Support setitem in static mode #29708

liym27 · 2020-12-16T13:06:33Z

PR types

New features

PR changes

Others

Describe

Support assignment to a Variable in static mode. note: not deal with backward.

功能支持：静态图支持 slice 赋值，inplace操作。

key支持：整数、python slice
value支持：int, float, numpy.ndarray, Paddle Tensor
dtype: int32, int64, float32, float64, bool
其他：默认支持 expand

paddle.enable_static()
tensor_x = paddle.to_tensor(np.ones((2, 3)).astype(np.float32)) # [[1,1,1], [1,1,1]]
tensor_x[0] = 0    # tensor_x : [[0, 0, 0], [1 ,1, 1]]
tensor_x[0:1] = 0 # tensor_x : [[0, 0, 0], [1 ,1, 1]]

tensor_x[0] = np.array([3,3,3]) # tensor_x : [[3, 3, 3], [0, 0, 0]]
tensor_x[1] = paddle.ones([3]) # tensor_x : [[3, 3, 3], [1,1,1]]

对应动态图操作 #27471

TODO:

增加文档说明

paddle/fluid/operators/setitem_op.cc

zhhsplendid · 2020-12-18T09:14:23Z

paddle/fluid/operators/setitem_op.cc

+    PADDLE_ENFORCE_LT(
+        in_dims.size(), 7,
+        platform::errors::InvalidArgument(
+            "The rank of input should be less than 7, but received %d.",


Why is this limit?

Because EigenTensor.slice only supports Tensors with rank less than 7. And like slice op, here also limit the rank less than 7.
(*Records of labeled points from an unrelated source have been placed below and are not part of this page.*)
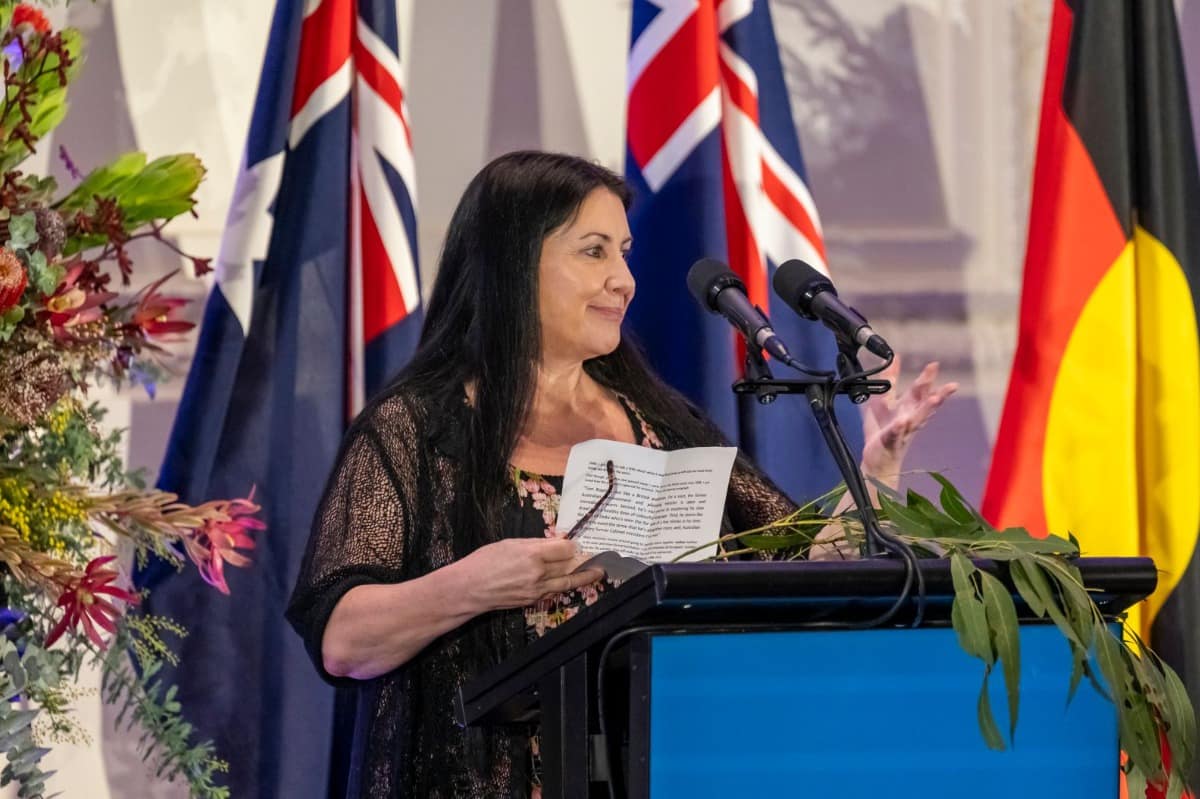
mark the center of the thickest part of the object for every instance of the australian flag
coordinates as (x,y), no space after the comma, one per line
(316,304)
(717,172)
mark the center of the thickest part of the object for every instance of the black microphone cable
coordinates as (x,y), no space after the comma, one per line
(897,546)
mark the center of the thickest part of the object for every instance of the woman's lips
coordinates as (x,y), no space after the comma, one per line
(616,314)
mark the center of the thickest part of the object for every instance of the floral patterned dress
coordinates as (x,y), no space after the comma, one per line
(535,514)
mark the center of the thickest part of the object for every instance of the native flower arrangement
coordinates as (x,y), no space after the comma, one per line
(69,320)
(1156,720)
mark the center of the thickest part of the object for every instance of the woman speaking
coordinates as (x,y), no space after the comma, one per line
(435,551)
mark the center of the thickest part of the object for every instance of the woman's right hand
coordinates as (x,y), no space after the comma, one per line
(517,572)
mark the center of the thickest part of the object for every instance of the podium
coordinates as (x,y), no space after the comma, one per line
(749,679)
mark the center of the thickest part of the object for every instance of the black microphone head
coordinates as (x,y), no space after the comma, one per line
(796,283)
(707,277)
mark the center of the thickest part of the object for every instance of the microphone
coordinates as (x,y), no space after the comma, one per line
(723,292)
(813,295)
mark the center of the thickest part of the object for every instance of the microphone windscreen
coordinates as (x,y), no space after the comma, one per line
(706,275)
(796,283)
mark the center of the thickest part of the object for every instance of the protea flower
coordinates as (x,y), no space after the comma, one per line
(217,542)
(84,602)
(13,280)
(29,18)
(156,314)
(70,305)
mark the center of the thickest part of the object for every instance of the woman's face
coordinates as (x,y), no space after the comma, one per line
(585,283)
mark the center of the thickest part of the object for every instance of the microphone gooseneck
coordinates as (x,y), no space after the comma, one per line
(813,295)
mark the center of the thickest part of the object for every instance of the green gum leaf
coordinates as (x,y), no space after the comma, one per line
(988,720)
(1005,635)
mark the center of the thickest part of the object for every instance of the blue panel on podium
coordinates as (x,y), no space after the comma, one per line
(861,715)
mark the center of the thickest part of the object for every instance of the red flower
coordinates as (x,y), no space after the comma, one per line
(84,601)
(27,14)
(217,542)
(13,280)
(155,313)
(71,305)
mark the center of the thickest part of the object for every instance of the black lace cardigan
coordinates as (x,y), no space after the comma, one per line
(385,517)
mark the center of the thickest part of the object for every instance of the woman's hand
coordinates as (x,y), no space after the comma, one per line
(891,421)
(517,572)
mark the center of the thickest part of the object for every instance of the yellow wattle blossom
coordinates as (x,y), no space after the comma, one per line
(40,517)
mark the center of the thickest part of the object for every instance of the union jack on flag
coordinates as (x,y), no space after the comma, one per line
(717,169)
(316,305)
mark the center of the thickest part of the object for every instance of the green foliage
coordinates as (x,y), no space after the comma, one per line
(144,193)
(987,566)
(71,446)
(24,673)
(36,97)
(144,702)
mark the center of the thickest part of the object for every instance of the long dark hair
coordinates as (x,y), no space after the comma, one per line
(481,325)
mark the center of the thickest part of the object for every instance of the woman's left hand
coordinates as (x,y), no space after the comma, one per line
(892,420)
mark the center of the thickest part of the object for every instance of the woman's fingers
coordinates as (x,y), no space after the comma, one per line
(571,581)
(556,550)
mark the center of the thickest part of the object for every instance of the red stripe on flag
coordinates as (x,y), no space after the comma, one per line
(324,46)
(1074,238)
(383,305)
(738,92)
(382,82)
(679,77)
(745,260)
(790,205)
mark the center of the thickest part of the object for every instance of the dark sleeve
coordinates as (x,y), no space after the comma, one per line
(358,538)
(754,499)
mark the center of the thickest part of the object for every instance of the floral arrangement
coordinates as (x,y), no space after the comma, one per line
(1156,721)
(70,319)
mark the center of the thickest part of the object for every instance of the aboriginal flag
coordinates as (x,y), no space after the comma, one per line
(1101,430)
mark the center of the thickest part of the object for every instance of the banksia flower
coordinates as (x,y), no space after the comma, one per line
(13,280)
(29,384)
(52,232)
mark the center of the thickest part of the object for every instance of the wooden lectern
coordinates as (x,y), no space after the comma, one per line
(749,679)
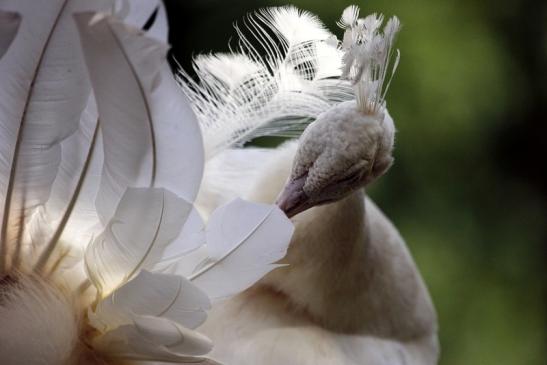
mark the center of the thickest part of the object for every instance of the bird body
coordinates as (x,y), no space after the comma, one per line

zhhsplendid · 2020-12-18T09:25:52Z

paddle/fluid/operators/setitem_op.cc

+namespace ops = paddle::operators;
+
+REGISTER_OPERATOR(
+    setitem, ops::SetitemOp, ops::SetitemOpMaker,


Should we name the operator "set_item" to match C++ style instead of Python style?

Yes, thanks. Now replace "set_item" with "set_value".

zhhsplendid · 2020-12-18T09:27:36Z

paddle/fluid/operators/setitem_op.h

+  void Compute(const framework::ExecutionContext& ctx) const {
+    const int rank = ctx.Output<framework::LoDTensor>("Out")->dims().size();
+
+    switch (rank) {


Can we simply write SetItemCompute<rank>(ctx); instead of switch case?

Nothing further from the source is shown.